Statement by Dévora Kestel

Director a.i. NMH
WHO
Director a.i., Department of Noncommunicable Diseases and Mental Health
World Mental Health Day – 10 October 2025
About 305 million people will need humanitarian assistance and protection in 2025. Every emergency has two faces: one in shattered infrastructure (hospitals, schools, homes), the other in disrupted lives. We must respond to both.
One in five people in emergencies lives with a mental health condition — yet mental health support is still treated in many responses as optional. Today, an estimated 67 million people with mental disorders are living in conflict, disaster, or displacement settings. Their needs are not marginal — they are among those most affected. Most people with mental health conditions in humanitarian settings — including those with pre-existing conditions — receive no care at all — an equity gap we cannot ignore. Mental health support in emergencies is not charity and not optional — it is survival, dignity, and the foundation of recovery.
My own journey with WHO began in Kosovo, my very first deployment, where I saw a society rebuilding after war and helped shape the transition from institutions to community-based mental health care. Later in post-emergency Albania, I again witnessed how reforms and deinstitutionalization can take root and grow, changing lives, when local authorities and communities work side by side with WHO support. More recently, in Ukraine in 2023, I met health workers and families who, even in the middle of bombardment, continued implementing mental health system reforms begun before the war — proof that even in crisis, progress is possible and must be protected.
Preparedness pays off: every dollar invested in preparedness saves many in response. In 2019, only 28% of countries prepared for mental health and psychosocial support (MHPSS) in emergencies. Today, according to Mental Health Atlas, it is 48%. Coordination is possible: in 2019, fewer than half of emergencies had an MHPSS coordination mechanism. Today it is 71% — proof that when we invest, people receive coordinated care and better referral of services. MHPSS is no longer an afterthought: 85% of emergencies now report providing mental health support — but coverage and quality still fall short. Mental health workers are often among the first to listen and need to stay. Their courage and sacrifice mirror those of other frontline workers; like them, they need protection, supportive supervision, and time for self-care. WHO is supporting mental health in over 40 emergencies today, backed by a global interagency surge roster of 600 specialists, with 15 deployments in just the past six months. A global gold standard for the MHPSS response is represented by the MHPSS Minimum Services Package and can be used by all sectors in all emergencies. In emergencies, decisions need to be made quickly, and funding needs to be allocated, so that priority actions can be taken. The MSP gives guidance to coordinate essential activities and to ensure they reach the affected people.
In 2024, WHO provided life-saving psychotropic medicines to 2.1 million people with severe mental illness in conflict settings like Sudan, Chad, and Ethiopia, and helped rebuild systems in Myanmar, Syria, and Lebanon.
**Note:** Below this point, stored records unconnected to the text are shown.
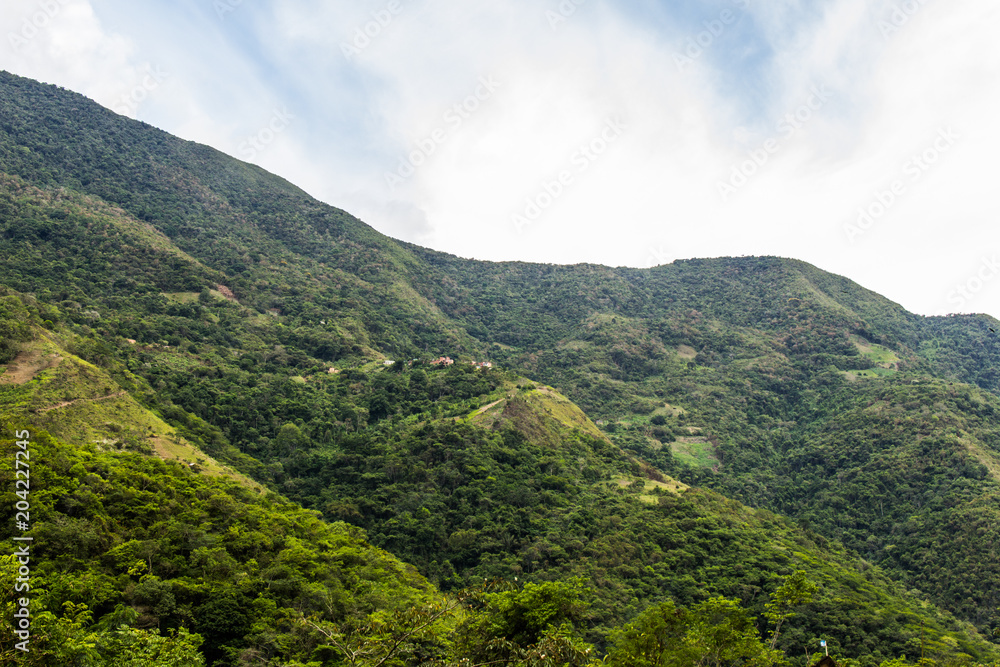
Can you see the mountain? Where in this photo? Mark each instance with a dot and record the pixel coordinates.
(162, 299)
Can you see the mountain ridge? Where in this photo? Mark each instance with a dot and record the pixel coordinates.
(713, 373)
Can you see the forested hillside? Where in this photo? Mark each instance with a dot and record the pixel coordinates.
(171, 314)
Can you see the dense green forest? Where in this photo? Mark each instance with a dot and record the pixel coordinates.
(776, 454)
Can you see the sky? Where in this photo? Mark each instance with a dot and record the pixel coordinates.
(857, 135)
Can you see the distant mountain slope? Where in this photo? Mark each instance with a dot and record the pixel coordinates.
(245, 298)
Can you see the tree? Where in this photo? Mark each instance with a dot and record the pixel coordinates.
(796, 591)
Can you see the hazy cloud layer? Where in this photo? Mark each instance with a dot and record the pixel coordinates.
(856, 135)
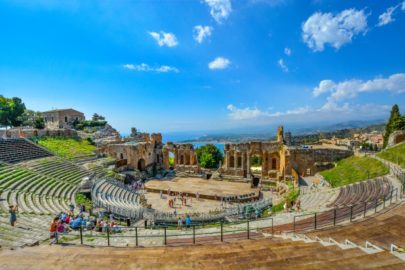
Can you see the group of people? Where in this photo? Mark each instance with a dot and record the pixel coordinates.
(178, 197)
(181, 222)
(290, 206)
(66, 222)
(137, 186)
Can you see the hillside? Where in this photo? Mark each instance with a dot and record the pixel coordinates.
(395, 154)
(354, 169)
(69, 148)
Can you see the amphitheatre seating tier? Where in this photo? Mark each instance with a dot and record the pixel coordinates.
(18, 150)
(245, 254)
(59, 169)
(363, 192)
(383, 230)
(29, 230)
(114, 196)
(32, 191)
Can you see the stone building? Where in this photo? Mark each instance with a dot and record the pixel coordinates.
(143, 155)
(279, 160)
(185, 157)
(63, 118)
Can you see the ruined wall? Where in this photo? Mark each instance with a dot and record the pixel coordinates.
(28, 133)
(396, 137)
(238, 158)
(138, 155)
(185, 157)
(311, 161)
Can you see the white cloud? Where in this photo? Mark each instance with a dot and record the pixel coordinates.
(220, 9)
(202, 32)
(164, 38)
(219, 63)
(243, 113)
(325, 28)
(282, 65)
(250, 113)
(328, 112)
(146, 68)
(351, 88)
(386, 17)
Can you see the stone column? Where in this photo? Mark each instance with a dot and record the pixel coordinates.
(248, 163)
(227, 160)
(264, 163)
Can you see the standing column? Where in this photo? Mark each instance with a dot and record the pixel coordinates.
(248, 163)
(227, 160)
(264, 163)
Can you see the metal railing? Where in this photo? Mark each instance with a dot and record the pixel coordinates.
(333, 217)
(171, 235)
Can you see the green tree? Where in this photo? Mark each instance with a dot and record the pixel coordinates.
(209, 156)
(97, 117)
(11, 110)
(394, 123)
(134, 132)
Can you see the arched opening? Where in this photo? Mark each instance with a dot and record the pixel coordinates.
(274, 164)
(256, 164)
(239, 162)
(141, 164)
(232, 161)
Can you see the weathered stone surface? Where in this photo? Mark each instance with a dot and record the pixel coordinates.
(396, 137)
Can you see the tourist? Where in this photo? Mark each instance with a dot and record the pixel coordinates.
(13, 214)
(179, 223)
(53, 231)
(298, 206)
(61, 227)
(188, 221)
(71, 207)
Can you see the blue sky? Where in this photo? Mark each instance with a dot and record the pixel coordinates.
(206, 64)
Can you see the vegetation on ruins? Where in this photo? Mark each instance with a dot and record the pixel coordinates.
(97, 117)
(395, 122)
(256, 161)
(82, 199)
(209, 156)
(33, 119)
(69, 148)
(395, 154)
(88, 125)
(354, 169)
(11, 110)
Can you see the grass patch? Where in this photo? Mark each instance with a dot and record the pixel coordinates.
(82, 199)
(394, 154)
(68, 148)
(291, 196)
(354, 169)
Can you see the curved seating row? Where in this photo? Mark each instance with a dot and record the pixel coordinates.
(33, 192)
(59, 169)
(363, 192)
(18, 150)
(116, 198)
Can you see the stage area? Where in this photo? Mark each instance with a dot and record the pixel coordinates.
(207, 189)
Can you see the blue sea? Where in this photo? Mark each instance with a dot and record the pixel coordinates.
(220, 146)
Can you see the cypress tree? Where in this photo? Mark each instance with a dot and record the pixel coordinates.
(389, 128)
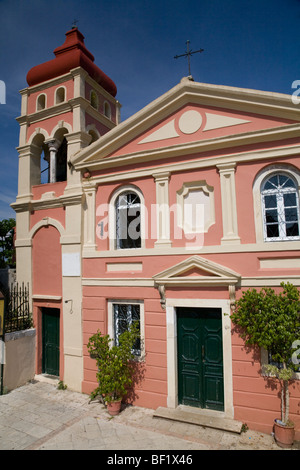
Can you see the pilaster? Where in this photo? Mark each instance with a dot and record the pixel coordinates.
(229, 208)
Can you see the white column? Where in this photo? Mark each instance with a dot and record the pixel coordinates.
(229, 210)
(163, 210)
(90, 217)
(53, 147)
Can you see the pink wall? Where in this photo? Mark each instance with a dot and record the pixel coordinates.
(152, 392)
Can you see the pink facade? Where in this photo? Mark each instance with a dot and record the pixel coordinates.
(198, 147)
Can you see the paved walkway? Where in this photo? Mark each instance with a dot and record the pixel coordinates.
(38, 416)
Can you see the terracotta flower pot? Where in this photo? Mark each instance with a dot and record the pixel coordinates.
(114, 407)
(284, 435)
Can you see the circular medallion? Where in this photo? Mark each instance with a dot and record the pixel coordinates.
(190, 122)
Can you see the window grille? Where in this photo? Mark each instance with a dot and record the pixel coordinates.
(128, 221)
(280, 202)
(124, 316)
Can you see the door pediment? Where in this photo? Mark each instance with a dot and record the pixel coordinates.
(196, 272)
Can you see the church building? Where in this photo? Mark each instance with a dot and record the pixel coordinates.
(165, 218)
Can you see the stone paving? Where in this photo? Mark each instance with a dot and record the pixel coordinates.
(38, 416)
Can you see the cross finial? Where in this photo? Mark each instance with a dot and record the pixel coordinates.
(188, 54)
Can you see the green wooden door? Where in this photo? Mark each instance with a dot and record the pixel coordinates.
(50, 334)
(200, 358)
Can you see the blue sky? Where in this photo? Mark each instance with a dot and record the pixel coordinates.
(250, 44)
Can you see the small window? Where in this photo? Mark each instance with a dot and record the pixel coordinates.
(280, 203)
(41, 102)
(60, 95)
(128, 221)
(123, 316)
(107, 110)
(94, 99)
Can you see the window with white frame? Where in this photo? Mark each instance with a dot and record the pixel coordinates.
(128, 220)
(121, 314)
(280, 206)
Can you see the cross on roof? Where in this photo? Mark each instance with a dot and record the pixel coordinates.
(188, 54)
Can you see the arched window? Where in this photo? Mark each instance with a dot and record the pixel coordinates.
(41, 102)
(94, 99)
(60, 95)
(107, 110)
(280, 206)
(128, 220)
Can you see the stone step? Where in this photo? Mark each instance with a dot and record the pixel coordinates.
(190, 416)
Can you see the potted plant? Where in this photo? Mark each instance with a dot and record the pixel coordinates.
(272, 321)
(115, 365)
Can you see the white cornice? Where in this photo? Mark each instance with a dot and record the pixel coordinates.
(250, 101)
(200, 146)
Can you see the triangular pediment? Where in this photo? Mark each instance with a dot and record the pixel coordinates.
(197, 271)
(192, 117)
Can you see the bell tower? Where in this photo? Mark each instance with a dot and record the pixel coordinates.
(69, 103)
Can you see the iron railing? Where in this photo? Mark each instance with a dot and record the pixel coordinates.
(17, 314)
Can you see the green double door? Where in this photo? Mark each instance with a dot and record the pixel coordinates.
(200, 358)
(50, 341)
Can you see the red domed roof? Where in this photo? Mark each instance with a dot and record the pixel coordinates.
(70, 55)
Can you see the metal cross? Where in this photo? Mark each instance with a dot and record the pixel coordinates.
(188, 54)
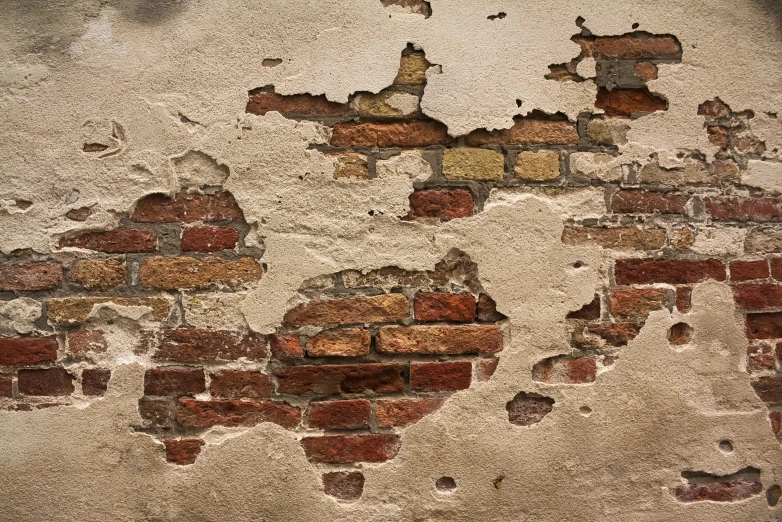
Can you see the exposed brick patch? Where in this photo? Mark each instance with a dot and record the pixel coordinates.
(240, 384)
(118, 241)
(440, 376)
(186, 208)
(339, 415)
(209, 239)
(16, 351)
(344, 449)
(182, 451)
(50, 382)
(43, 275)
(205, 414)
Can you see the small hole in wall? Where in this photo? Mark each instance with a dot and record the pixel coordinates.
(445, 484)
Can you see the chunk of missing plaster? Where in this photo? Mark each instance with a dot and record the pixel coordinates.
(526, 409)
(702, 486)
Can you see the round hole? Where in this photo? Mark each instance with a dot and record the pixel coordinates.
(446, 484)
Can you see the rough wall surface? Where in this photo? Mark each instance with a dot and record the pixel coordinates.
(390, 260)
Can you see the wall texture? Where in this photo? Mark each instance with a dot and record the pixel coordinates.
(391, 260)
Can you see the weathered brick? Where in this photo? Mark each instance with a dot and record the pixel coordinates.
(339, 415)
(440, 376)
(171, 380)
(764, 326)
(344, 485)
(473, 164)
(625, 102)
(95, 381)
(75, 310)
(17, 351)
(563, 369)
(205, 414)
(182, 451)
(42, 275)
(445, 204)
(430, 307)
(286, 347)
(541, 165)
(293, 104)
(117, 241)
(758, 296)
(344, 449)
(416, 133)
(643, 202)
(240, 384)
(526, 131)
(350, 310)
(174, 273)
(209, 239)
(404, 412)
(616, 238)
(186, 208)
(748, 270)
(51, 381)
(637, 302)
(340, 342)
(676, 272)
(186, 345)
(745, 209)
(343, 378)
(98, 274)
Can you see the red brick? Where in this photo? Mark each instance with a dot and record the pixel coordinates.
(563, 369)
(240, 384)
(675, 272)
(42, 275)
(383, 135)
(51, 381)
(527, 131)
(343, 378)
(758, 296)
(174, 381)
(637, 302)
(95, 381)
(117, 241)
(624, 102)
(344, 485)
(429, 307)
(344, 449)
(339, 415)
(209, 239)
(286, 347)
(748, 270)
(643, 202)
(636, 46)
(186, 345)
(182, 451)
(444, 204)
(350, 310)
(745, 209)
(187, 208)
(404, 412)
(293, 105)
(82, 342)
(205, 414)
(26, 351)
(439, 339)
(440, 376)
(764, 326)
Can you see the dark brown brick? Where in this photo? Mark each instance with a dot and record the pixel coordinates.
(343, 378)
(344, 449)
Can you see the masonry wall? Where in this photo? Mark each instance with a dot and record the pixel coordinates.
(391, 260)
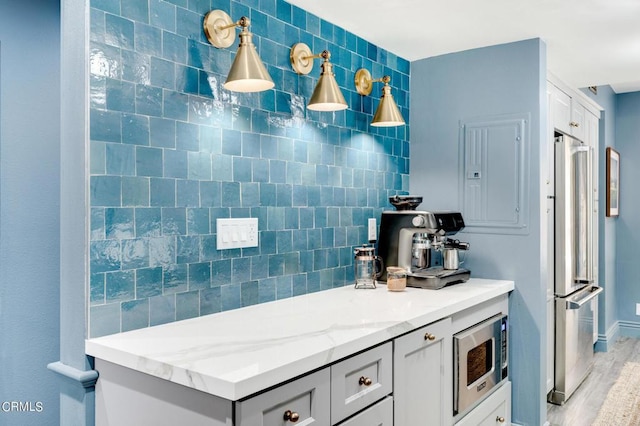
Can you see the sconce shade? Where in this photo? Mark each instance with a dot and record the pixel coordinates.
(327, 95)
(388, 114)
(248, 73)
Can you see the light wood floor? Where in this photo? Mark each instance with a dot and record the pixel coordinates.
(583, 406)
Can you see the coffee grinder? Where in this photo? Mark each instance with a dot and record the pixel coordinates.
(409, 238)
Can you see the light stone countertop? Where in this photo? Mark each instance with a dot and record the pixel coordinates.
(236, 353)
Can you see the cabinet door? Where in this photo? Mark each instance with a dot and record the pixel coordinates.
(422, 376)
(305, 400)
(493, 411)
(560, 113)
(380, 414)
(577, 123)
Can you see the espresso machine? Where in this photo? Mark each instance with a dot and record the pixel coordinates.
(415, 240)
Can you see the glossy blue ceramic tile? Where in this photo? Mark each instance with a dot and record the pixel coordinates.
(174, 278)
(197, 221)
(250, 194)
(231, 296)
(97, 289)
(221, 272)
(137, 10)
(149, 161)
(120, 95)
(135, 253)
(189, 24)
(174, 221)
(162, 15)
(249, 293)
(148, 101)
(210, 301)
(148, 39)
(187, 305)
(284, 287)
(312, 179)
(199, 276)
(162, 192)
(105, 126)
(119, 223)
(135, 314)
(119, 31)
(231, 194)
(105, 319)
(120, 286)
(162, 309)
(187, 249)
(187, 193)
(210, 194)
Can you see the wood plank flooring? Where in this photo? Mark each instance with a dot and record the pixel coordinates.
(582, 407)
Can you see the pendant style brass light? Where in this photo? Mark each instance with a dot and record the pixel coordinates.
(388, 114)
(327, 95)
(247, 73)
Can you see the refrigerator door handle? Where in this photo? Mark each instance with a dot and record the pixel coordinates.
(577, 304)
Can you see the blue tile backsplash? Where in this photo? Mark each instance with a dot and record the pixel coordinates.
(172, 151)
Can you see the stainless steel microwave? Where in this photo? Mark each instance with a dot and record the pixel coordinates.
(480, 362)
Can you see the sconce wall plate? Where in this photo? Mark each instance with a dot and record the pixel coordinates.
(247, 73)
(387, 114)
(219, 29)
(364, 82)
(327, 95)
(301, 58)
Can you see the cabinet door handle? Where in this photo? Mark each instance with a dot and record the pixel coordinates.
(365, 381)
(291, 416)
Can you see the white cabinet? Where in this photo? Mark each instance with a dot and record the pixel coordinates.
(494, 411)
(567, 114)
(380, 414)
(360, 380)
(305, 400)
(423, 378)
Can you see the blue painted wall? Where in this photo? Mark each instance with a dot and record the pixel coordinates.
(628, 223)
(29, 205)
(171, 151)
(607, 315)
(496, 80)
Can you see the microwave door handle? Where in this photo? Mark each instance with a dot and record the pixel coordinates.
(577, 304)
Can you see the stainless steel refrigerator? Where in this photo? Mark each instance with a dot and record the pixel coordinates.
(575, 259)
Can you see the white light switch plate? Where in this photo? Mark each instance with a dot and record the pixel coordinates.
(236, 233)
(372, 229)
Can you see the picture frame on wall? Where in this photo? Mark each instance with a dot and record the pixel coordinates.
(613, 182)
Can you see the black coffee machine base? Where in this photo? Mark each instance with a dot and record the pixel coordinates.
(437, 277)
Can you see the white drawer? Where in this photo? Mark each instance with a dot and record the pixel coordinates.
(360, 381)
(493, 411)
(305, 399)
(380, 414)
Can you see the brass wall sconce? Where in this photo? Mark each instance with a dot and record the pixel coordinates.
(326, 95)
(387, 114)
(247, 73)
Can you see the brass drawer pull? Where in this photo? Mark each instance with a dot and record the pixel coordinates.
(365, 381)
(429, 336)
(291, 416)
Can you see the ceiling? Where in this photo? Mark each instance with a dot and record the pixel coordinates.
(589, 42)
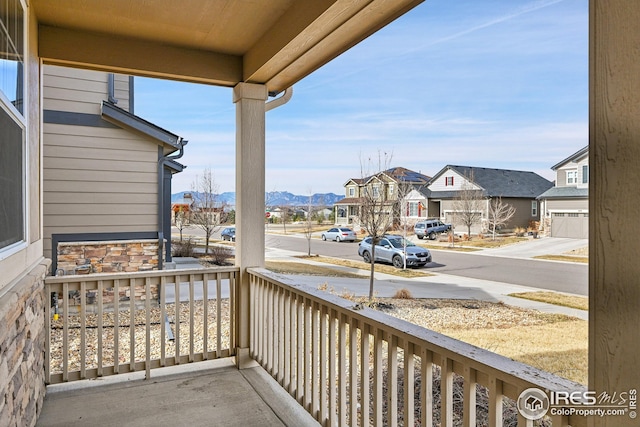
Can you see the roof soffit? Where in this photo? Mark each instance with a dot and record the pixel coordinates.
(220, 42)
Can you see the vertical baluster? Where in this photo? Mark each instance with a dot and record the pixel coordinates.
(333, 419)
(116, 326)
(426, 387)
(392, 380)
(176, 338)
(323, 363)
(65, 332)
(163, 323)
(307, 355)
(495, 402)
(365, 370)
(48, 325)
(147, 322)
(205, 314)
(287, 349)
(191, 317)
(342, 369)
(132, 325)
(300, 349)
(281, 335)
(100, 331)
(469, 402)
(83, 329)
(353, 372)
(446, 392)
(409, 381)
(234, 281)
(315, 359)
(377, 379)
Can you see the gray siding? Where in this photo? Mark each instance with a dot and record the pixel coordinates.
(98, 180)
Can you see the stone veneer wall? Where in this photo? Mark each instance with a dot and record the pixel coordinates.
(22, 339)
(107, 256)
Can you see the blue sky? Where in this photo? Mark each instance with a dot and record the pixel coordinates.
(499, 84)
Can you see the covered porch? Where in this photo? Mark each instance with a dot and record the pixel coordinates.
(341, 363)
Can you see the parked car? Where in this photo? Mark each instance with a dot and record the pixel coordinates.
(339, 234)
(229, 234)
(391, 249)
(430, 228)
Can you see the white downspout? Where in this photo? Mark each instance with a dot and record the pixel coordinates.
(275, 103)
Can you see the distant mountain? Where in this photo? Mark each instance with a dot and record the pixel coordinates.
(275, 198)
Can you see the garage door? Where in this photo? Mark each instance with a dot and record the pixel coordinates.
(573, 225)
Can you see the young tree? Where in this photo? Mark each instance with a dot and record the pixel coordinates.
(181, 219)
(401, 212)
(376, 210)
(207, 211)
(308, 224)
(469, 204)
(499, 214)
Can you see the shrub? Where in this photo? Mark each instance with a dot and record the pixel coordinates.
(220, 254)
(184, 248)
(403, 294)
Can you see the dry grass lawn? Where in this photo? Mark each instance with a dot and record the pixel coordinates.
(572, 301)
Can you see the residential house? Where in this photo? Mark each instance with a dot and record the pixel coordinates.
(565, 206)
(262, 48)
(393, 185)
(517, 188)
(106, 172)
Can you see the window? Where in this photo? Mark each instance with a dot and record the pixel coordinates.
(413, 209)
(12, 124)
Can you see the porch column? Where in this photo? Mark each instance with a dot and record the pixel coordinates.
(614, 201)
(250, 175)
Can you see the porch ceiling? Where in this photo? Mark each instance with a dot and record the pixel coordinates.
(221, 42)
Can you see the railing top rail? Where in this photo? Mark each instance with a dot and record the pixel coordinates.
(490, 363)
(138, 274)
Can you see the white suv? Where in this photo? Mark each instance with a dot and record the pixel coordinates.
(430, 228)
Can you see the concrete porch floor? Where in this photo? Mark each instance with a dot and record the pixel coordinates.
(212, 393)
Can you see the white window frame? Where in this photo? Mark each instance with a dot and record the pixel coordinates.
(19, 118)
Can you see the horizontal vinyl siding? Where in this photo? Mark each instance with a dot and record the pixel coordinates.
(574, 205)
(75, 90)
(98, 180)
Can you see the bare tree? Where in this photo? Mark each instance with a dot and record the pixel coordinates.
(181, 219)
(308, 225)
(376, 210)
(207, 212)
(401, 212)
(469, 204)
(499, 214)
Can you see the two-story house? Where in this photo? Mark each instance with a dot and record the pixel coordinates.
(391, 185)
(519, 189)
(565, 207)
(106, 172)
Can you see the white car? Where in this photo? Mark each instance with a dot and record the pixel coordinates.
(339, 234)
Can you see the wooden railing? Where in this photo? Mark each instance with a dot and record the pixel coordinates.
(347, 364)
(105, 324)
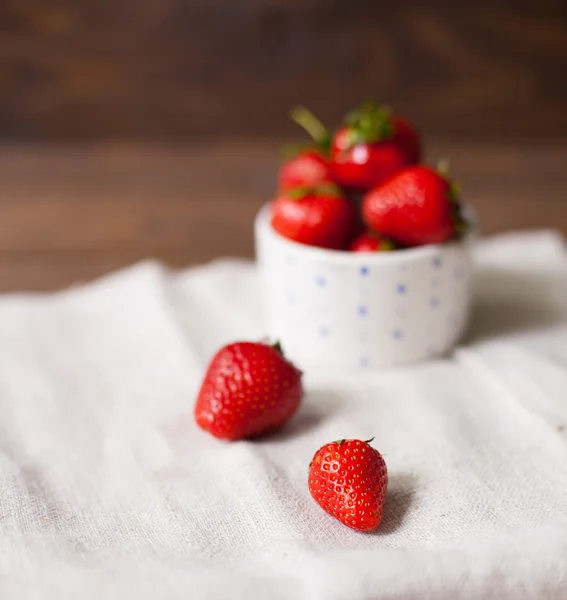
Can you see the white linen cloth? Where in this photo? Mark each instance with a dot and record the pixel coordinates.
(109, 490)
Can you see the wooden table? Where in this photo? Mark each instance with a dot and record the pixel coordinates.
(70, 213)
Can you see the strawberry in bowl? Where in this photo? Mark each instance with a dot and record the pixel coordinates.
(371, 146)
(366, 265)
(317, 216)
(309, 166)
(416, 206)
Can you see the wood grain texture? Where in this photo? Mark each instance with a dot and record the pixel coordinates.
(71, 213)
(176, 69)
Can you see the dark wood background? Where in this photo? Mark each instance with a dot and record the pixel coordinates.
(150, 128)
(180, 69)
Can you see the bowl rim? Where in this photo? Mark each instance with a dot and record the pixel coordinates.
(263, 227)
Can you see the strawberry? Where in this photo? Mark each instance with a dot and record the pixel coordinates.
(370, 241)
(348, 479)
(416, 206)
(310, 166)
(320, 216)
(249, 388)
(372, 146)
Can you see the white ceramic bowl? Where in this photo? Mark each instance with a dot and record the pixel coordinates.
(350, 311)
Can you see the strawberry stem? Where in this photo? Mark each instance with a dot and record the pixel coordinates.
(306, 119)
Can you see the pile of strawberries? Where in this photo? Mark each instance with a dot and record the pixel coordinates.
(251, 389)
(363, 188)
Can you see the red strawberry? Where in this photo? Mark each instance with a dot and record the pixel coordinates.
(249, 389)
(348, 479)
(370, 241)
(308, 169)
(414, 207)
(310, 166)
(319, 216)
(372, 146)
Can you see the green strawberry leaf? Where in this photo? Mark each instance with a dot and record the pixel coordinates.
(369, 123)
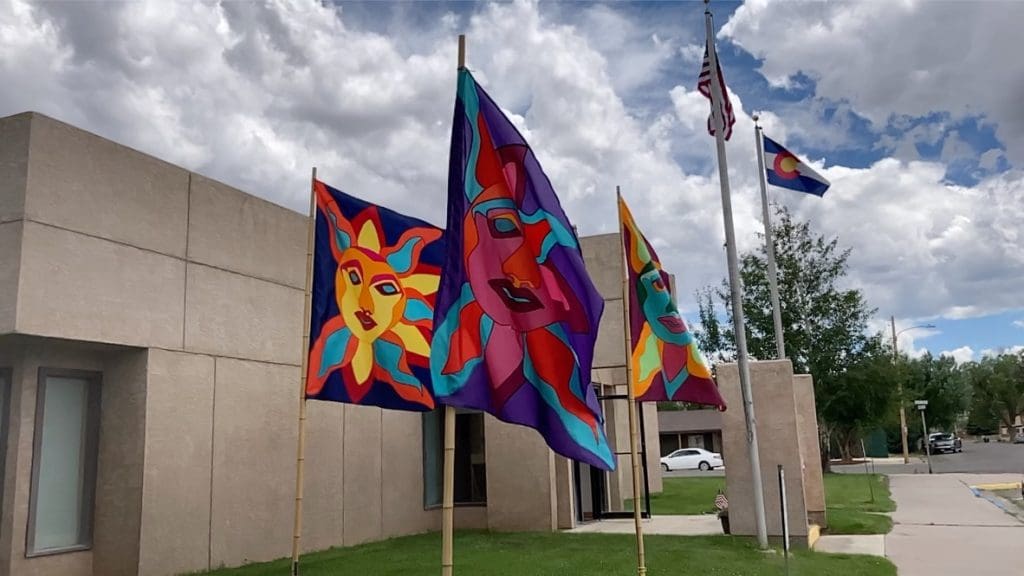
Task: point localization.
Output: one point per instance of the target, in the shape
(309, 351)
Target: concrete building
(689, 428)
(150, 351)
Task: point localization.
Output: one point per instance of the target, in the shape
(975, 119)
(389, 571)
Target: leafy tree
(825, 327)
(997, 384)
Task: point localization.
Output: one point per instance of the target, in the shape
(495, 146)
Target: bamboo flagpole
(776, 307)
(301, 452)
(633, 406)
(734, 287)
(448, 501)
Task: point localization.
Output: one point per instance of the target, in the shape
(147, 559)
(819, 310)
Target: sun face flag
(517, 316)
(667, 364)
(704, 86)
(376, 275)
(786, 170)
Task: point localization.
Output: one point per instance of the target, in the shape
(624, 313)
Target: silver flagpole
(735, 288)
(776, 309)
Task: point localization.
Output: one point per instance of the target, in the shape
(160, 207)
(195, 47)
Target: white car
(691, 458)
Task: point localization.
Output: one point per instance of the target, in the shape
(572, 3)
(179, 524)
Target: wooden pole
(634, 435)
(448, 505)
(301, 452)
(448, 501)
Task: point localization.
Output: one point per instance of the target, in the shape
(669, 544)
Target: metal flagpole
(769, 243)
(301, 452)
(735, 288)
(634, 436)
(448, 497)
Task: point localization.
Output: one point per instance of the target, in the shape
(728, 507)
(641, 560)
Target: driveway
(977, 457)
(941, 528)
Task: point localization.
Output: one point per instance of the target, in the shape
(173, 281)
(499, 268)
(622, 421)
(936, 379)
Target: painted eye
(504, 227)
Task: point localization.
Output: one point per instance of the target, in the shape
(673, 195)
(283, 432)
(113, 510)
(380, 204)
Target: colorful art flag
(376, 275)
(785, 170)
(667, 364)
(517, 316)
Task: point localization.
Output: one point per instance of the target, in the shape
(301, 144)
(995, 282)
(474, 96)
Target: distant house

Yet in early 2025, country requests for these essential medicines dropped by 96% due to the sudden vanishing of international funds — leaving people with severe conditions, in the middle of crisis, without support. In humanitarian settings, when funding disappears, the impact is immense.
In 2024, Member States unanimously adopted a milestone resolution at the World Health Assembly — the first in history to call for MHPSS across preparedness, response, and recovery. This is a turning point — if we choose to act on it, all of us together as a priority.
The most powerful form of humanitarian aid may sometimes be a safe place to tell your story. The most common condition in an emergency is not a physical wound, but grief. A broken bone heals in weeks; a destroyed home can be rebuilt in months; but the mental health effects, if ignored, can last a lifetime. People cannot survive on food, water, and shelter alone. With mental health support, people have the opportunity to cope, recover, heal, or rebuild.